In his time with New Japan the former CJ Parker of NXT has improved beyond measure. His endeavour has been rewarded this year in the form of title shots against Goto and Naito, neither of which he won, but both of which did enough to demonstrate that if the development continues the company will have a serious prospect on their hands. He’s going into the tournament hungry and I expect him to pull off an upset or two, while undoubtedly being outmatched most of the time. Go Juice!

SANADA (2nd year)

 

 

 

 

 

Los Ingobernables de Japón’s stoic submission specialist has spent most of the last year teaming with his stablemates in multi-man tag matches. A bit of a shame, since last year’s tournament had him looking like a breakout star thanks to some notable victories and strong performances. His singles matches have been limited in 2017, but there are plenty of fresh opponents here and plenty of opportunities to remind people of what he has to offer.

Minoru Suzuki (7th year)

 

 

 

 

 

The terrifying Suzuki returned to New Japan (along with his namesake stable) the night after Wrestle Kingdom following a two-year stint in NOAH. He went straight for the top dog, attacking Okada and coming close to besting him in a title match in February. Since then, he’s won and successfully defended the NEVER Openweight title, and given his stable’s propensity for interference of the most blatant fashion I fully expect him to (unnecessarily) cheat his way to several big wins.

Tama Tonga (2nd year)

 

 

 

 

 

In the time since last year’s tournament, Tama’s tag team with real-life brother Tanga Loa – Guerrillas of Destiny – has really clicked and by now they have held the titles three times. Last year I predicted a winless run but he came away with four, including a victory over Tanahashi, so despite being a tag team specialist he will be regarded as an unpredictable and dangerous proposition for his block opponents.

Toru Yano (12th year)

 

 

 

 

 

The Sublime Master Thief remains comfortingly consistent in his style, that being to cheat at all costs and win via low blow whenever possible. As a serial member of odd couple tag teams, it was no surprise that he and CHAOS stablemate Ishii managed to win the tag titles at Wrestle Kingdom, though their glory wasn’t long-lived. For those of you who haven’t encountered Yano before, know that he’s a spoiler and will almost certainly beat one of your favourites. Oh, and he’ll try to sell you his DVDs while he’s at it.

How To Watch

The opening show on Monday will be FREE to watch on New Japan World and features Hiroshi Tanahashi vs. Zack Sabre Jr. and Tetsuya Naito vs. Kota Ibushi. Not bad, right?

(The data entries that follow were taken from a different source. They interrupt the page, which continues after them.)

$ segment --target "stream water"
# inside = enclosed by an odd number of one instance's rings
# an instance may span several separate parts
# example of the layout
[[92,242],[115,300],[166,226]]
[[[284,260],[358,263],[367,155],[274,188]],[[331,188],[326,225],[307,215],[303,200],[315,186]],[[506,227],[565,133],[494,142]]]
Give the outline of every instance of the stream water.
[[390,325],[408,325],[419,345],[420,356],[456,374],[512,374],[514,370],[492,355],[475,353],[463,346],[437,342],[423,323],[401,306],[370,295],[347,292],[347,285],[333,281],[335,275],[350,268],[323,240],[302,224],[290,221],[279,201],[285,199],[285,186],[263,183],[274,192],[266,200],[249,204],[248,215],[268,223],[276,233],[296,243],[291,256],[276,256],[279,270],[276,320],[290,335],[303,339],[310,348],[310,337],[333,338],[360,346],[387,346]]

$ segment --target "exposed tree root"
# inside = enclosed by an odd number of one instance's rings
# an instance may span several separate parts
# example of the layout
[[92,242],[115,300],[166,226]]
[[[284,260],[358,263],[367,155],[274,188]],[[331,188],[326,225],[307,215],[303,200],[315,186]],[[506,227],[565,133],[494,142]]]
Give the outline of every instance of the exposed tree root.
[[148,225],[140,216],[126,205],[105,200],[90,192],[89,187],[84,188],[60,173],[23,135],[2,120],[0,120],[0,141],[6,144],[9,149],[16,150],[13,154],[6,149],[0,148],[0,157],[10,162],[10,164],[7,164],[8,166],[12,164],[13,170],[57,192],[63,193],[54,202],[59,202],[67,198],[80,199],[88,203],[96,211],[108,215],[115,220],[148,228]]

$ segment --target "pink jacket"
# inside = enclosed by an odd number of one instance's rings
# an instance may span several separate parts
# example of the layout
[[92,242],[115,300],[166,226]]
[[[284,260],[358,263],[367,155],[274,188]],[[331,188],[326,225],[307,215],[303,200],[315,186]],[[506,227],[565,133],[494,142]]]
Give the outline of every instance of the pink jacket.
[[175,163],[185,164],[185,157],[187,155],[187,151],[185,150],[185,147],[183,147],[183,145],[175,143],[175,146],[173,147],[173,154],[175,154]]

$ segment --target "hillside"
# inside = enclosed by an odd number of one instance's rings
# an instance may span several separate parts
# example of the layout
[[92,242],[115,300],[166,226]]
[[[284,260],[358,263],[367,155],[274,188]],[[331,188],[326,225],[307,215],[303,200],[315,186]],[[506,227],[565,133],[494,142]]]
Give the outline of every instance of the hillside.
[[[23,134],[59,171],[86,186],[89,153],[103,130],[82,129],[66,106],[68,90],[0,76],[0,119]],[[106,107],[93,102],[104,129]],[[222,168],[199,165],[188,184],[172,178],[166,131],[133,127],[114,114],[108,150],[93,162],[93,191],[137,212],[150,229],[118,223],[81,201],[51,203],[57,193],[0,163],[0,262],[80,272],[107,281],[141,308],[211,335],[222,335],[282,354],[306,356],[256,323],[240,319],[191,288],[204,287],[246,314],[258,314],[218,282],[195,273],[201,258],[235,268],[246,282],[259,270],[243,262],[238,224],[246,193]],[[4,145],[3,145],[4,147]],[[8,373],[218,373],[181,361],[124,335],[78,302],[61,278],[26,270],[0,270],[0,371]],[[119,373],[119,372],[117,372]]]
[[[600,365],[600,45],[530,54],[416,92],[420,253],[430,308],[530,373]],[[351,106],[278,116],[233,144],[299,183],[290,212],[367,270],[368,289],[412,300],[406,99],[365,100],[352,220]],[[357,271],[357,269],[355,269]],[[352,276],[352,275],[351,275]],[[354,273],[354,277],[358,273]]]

New Japan World is 999 Yen (currently under $9) per month and will be streaming all 19 shows, with the opening four and final three getting English commentary from Kevin Kelly and Don Callis.

Here’s the English sign-up page.

Due to a kind of logic I don’t quite understand, a customer is charged at the turn of the calendar month and not on a monthly basis from the sign-up date. Because of this, it’s wise to sign-up as early in the month as possible to avoid being charged twice in quick succession. What I’m saying is: do it, do it now!

The site was recently overhauled and is now easier to navigate, but I would still recommend using Google Chrome if you’re watching on a computer. The video seems to run more smoothly and the auto-translate feature is helpful on occasion too. Also, this year the company launched a dedicated English-language website, which is a great resource for information and I’d recommend its use in keeping up to date with the tournament.

There we go, you’re ready to enjoy a month-long feast of great wrestling. See you on Monday for the opening night.